At about 3am, my brain was plugging along on that thought train when BAM. A set of bright blue eyes flashed across my mind. A vision of my daughter's sweet face. Out of nowhere, at 3am, I was missing her so much my spirit threatened to wrench itself from my body to go find her.
Work is a really good distraction for me. A lot of you ask how I can juggle so much, and the answer is I need to. It keeps me from obsessing about my loss.
But sometimes my loss is a distraction from the obsession of work as well. It gives me perspective, for sure. I don't think I'm even capable of thinking that work is my life anymore. Not when I've been shown what life is really about.
Last night, thinking about my lost daughter as I lay there unable to sleep, I got a big dose of perspective. There is no reason to stress out about work. No reason. Especially not at 3am. Work isn't going to hug me in the morning. It's not going to sing me the Spiderman theme song. It's not going to dance around the living room. My daughter did that -- and my future children will do that. Work allows Jeremy and I to live the lifestyle we do, and work gives me a distraction during this painful part of my life. But work is not, and never will be, my life.

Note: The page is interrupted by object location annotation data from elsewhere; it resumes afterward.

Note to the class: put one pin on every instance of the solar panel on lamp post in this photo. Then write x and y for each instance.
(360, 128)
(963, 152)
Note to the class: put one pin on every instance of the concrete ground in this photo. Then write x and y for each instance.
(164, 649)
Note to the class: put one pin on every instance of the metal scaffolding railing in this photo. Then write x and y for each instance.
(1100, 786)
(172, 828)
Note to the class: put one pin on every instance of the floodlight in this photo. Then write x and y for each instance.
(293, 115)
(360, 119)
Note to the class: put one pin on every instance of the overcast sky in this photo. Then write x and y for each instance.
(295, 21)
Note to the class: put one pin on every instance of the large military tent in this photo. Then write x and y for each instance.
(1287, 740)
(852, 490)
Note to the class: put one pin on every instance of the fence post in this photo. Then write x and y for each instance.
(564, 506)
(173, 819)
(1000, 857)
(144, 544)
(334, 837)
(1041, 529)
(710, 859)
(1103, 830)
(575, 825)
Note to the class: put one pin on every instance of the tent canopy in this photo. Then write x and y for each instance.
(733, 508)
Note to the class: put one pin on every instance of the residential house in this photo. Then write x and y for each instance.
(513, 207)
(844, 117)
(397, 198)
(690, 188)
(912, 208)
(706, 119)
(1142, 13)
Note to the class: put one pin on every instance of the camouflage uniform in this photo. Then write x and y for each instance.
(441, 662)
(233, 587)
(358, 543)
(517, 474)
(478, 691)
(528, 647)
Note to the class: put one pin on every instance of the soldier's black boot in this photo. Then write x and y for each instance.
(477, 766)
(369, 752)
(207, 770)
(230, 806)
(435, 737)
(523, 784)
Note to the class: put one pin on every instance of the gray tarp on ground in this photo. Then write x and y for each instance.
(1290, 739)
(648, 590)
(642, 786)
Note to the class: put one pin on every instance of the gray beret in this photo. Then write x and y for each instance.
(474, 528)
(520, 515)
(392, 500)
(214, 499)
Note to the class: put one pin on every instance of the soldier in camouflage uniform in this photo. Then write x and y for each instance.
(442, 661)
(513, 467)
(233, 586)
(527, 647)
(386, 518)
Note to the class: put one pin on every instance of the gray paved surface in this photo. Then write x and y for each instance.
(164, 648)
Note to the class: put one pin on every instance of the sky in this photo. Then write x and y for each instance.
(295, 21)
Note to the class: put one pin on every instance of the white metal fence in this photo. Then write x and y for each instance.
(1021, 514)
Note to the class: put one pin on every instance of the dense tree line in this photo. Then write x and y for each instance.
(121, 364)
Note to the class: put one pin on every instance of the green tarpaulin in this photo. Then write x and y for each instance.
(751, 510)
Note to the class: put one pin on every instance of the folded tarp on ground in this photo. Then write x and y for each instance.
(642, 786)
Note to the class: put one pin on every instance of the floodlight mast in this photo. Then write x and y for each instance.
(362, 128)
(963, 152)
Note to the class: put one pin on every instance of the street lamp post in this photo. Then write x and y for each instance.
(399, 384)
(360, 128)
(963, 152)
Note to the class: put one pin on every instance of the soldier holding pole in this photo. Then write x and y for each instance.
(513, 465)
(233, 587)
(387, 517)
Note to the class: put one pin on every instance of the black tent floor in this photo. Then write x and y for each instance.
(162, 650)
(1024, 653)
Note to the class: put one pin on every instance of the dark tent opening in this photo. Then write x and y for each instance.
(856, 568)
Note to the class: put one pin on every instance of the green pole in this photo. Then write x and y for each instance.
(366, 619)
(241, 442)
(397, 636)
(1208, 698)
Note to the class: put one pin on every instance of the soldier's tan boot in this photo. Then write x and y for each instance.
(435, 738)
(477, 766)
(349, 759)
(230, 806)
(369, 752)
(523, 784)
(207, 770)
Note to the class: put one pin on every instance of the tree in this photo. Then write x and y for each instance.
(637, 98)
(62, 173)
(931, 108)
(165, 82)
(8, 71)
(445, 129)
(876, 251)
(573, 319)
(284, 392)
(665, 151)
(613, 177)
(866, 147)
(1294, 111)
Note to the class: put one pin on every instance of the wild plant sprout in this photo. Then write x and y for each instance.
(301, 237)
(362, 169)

All the things that are happening in my work -- at all of my jobs -- are interesting, exciting and the good kind of stressful. But no matter how much I talk about work in this blog, be assured I've got my priorities straight. Last night was date night with my husband and I did not work. Sunday was a day with family and I did not work.
Even when my life feels a little aimless, or I'm being pulled in ten directions, if I get a bird's eye view I can always see the end goal. At the end of it all, she's there waiting.